President Biden Signs USD 1.2 Trillion Spending Bill, Averts Government Shutdown

US President Joe Biden | Credits: AP Photo
US President Joe Biden | Credits: AP Photo

United States: President Biden signed a USD 1.2 trillion spending bill around Saturday small hours, putting an end to the question of a government shutdown after the bill passed congressional votes in a hurried process and yet got the endorsement from both parties.

The event implied that if by midnight on Friday, the measure is not signed into law, the government will face a shutdown.

However, as the Senate clock struck that hour, the White House released a declaration that federal officials at the Office of Management and Budget had “ceased shutdown preparations” in anticipation of swift approval from the Senate and be signed into law by Mr. Biden.

In a statement, the president welcomed the signing as “good news for the American people.” He, however, did express frustration at having to navigate six months of legal discussions to arrive at the late signings on both sides of the aisle, saying that they were “compromises,” and both sides “didn’t get everything they wanted.”

Mr. Biden stated that the spending deal “rejects extreme cuts from House Republicans and expands access to child care, invests in cancer research, funds mental health and substance use care, advances American leadership abroad, and provides resources to secure the border that my administration successfully fought to include,” as the New York Times reported.

The 1,012-page package mingles together the last six of 12 annual appropriations bills that would fund the essential service areas through the 30th of September, the end of the fiscal year. It was the deadline that after months of tooth-and-nails negotiations passed Congress four stay-activation measures.

Legislators wrote the bill that Mr. Biden signed into law on Saturday in such a way as to fall in line with the debt and spending deal agreed to last year by the then Speaker of the House, Mr. Kevin McCarthy, and Mr. Biden. As for domestic programs, the plan simply advocated leaving the budgetary aggregate at its present level.

It is important to note that the hard-right Republicans in the House opposed this bill, even though there were bipartisan supporters on both sides of the party lines.

After it was predicted that it would pass, Representative Marjorie Taylor Greene, a Republican from Georgia, began the process of asking for a vote to Oust the Speaker, that is, Christopher Johnson.

To be more specific, a little later almost 60 percent of Republicans voted against the bill and it passed a 286 to 134 vote.
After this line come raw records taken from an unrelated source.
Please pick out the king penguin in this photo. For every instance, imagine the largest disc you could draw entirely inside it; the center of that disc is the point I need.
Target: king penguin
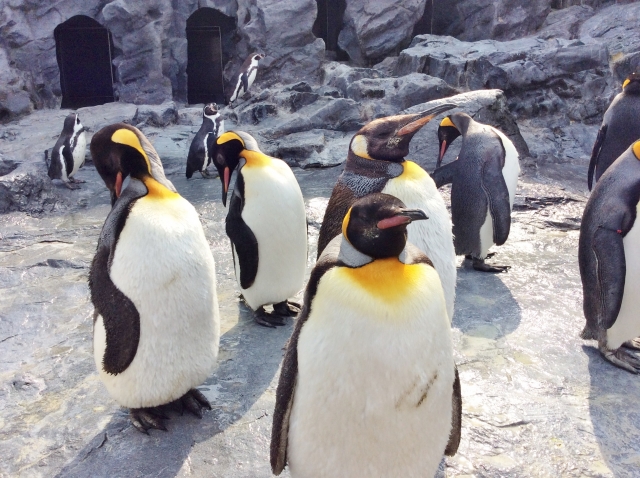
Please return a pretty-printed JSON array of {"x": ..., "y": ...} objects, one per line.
[
  {"x": 483, "y": 186},
  {"x": 376, "y": 163},
  {"x": 67, "y": 155},
  {"x": 266, "y": 224},
  {"x": 620, "y": 128},
  {"x": 368, "y": 386},
  {"x": 609, "y": 255},
  {"x": 245, "y": 76},
  {"x": 153, "y": 285},
  {"x": 212, "y": 126}
]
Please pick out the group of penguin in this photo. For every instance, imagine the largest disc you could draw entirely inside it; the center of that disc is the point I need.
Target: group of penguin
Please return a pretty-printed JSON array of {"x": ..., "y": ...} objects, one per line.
[{"x": 368, "y": 384}]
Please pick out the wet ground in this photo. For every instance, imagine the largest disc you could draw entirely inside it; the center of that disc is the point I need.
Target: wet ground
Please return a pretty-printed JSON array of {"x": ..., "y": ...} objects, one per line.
[{"x": 537, "y": 400}]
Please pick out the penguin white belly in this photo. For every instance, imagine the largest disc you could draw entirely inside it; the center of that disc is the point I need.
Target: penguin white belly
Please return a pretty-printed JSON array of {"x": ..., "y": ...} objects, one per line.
[
  {"x": 627, "y": 324},
  {"x": 163, "y": 264},
  {"x": 416, "y": 189},
  {"x": 274, "y": 211},
  {"x": 79, "y": 153},
  {"x": 373, "y": 396}
]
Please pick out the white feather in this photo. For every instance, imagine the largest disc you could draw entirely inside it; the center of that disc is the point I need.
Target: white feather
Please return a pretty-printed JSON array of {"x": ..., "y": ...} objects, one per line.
[
  {"x": 363, "y": 367},
  {"x": 163, "y": 263}
]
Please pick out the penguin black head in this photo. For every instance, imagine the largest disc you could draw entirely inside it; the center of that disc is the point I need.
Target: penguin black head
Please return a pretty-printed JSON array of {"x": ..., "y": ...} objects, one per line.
[
  {"x": 376, "y": 225},
  {"x": 632, "y": 84},
  {"x": 388, "y": 139}
]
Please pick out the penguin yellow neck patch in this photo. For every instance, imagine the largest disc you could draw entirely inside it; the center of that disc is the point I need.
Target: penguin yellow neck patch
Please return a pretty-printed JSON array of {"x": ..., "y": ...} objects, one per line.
[{"x": 387, "y": 279}]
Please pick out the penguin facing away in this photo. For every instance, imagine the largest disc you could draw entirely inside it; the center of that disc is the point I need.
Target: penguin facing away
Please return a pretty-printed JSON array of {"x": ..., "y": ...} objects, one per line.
[
  {"x": 153, "y": 286},
  {"x": 609, "y": 255},
  {"x": 620, "y": 128},
  {"x": 212, "y": 126},
  {"x": 376, "y": 163},
  {"x": 368, "y": 385},
  {"x": 246, "y": 76},
  {"x": 68, "y": 153},
  {"x": 266, "y": 224},
  {"x": 484, "y": 179}
]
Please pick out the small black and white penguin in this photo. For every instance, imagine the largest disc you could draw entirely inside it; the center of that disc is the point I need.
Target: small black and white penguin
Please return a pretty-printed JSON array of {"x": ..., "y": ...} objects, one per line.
[
  {"x": 609, "y": 255},
  {"x": 245, "y": 76},
  {"x": 483, "y": 186},
  {"x": 620, "y": 128},
  {"x": 368, "y": 385},
  {"x": 212, "y": 126},
  {"x": 67, "y": 155},
  {"x": 376, "y": 163},
  {"x": 153, "y": 285},
  {"x": 267, "y": 225}
]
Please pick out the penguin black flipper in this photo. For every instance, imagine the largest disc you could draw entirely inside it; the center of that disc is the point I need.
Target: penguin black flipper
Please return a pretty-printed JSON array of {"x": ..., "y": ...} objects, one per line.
[
  {"x": 597, "y": 147},
  {"x": 456, "y": 418},
  {"x": 289, "y": 372},
  {"x": 242, "y": 237},
  {"x": 119, "y": 314}
]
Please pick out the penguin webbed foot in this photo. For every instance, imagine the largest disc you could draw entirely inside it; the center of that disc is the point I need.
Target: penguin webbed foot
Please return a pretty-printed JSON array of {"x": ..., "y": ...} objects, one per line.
[
  {"x": 622, "y": 358},
  {"x": 144, "y": 419},
  {"x": 481, "y": 266}
]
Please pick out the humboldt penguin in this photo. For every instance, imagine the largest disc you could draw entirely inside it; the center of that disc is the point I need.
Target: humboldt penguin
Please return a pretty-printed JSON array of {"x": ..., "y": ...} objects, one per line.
[
  {"x": 609, "y": 255},
  {"x": 67, "y": 155},
  {"x": 620, "y": 128},
  {"x": 199, "y": 157},
  {"x": 376, "y": 163},
  {"x": 153, "y": 285},
  {"x": 266, "y": 224},
  {"x": 368, "y": 385},
  {"x": 245, "y": 76},
  {"x": 483, "y": 186}
]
This ended up with a tighter vote in the House, with 51 to 49 in favor, while in the Senate it was more lopsided with 74 to 24, as the New York Times reported.

The Democrats and the Republicans, both, spoke about the conquest of certain provisions in the final deal. Funding for 2,000 new Border Patrol agents, additional detention beds under the control of Immigration and Customs Enforcement, and a provision to stop aid to the main United Nations agency which provides the Palestinians aid are seen as key lobbies by the Republicans.

To mention but a few, Democrats supported both federal child care and education. This was coupled with increased funding for cancer and Alzheimer’s research.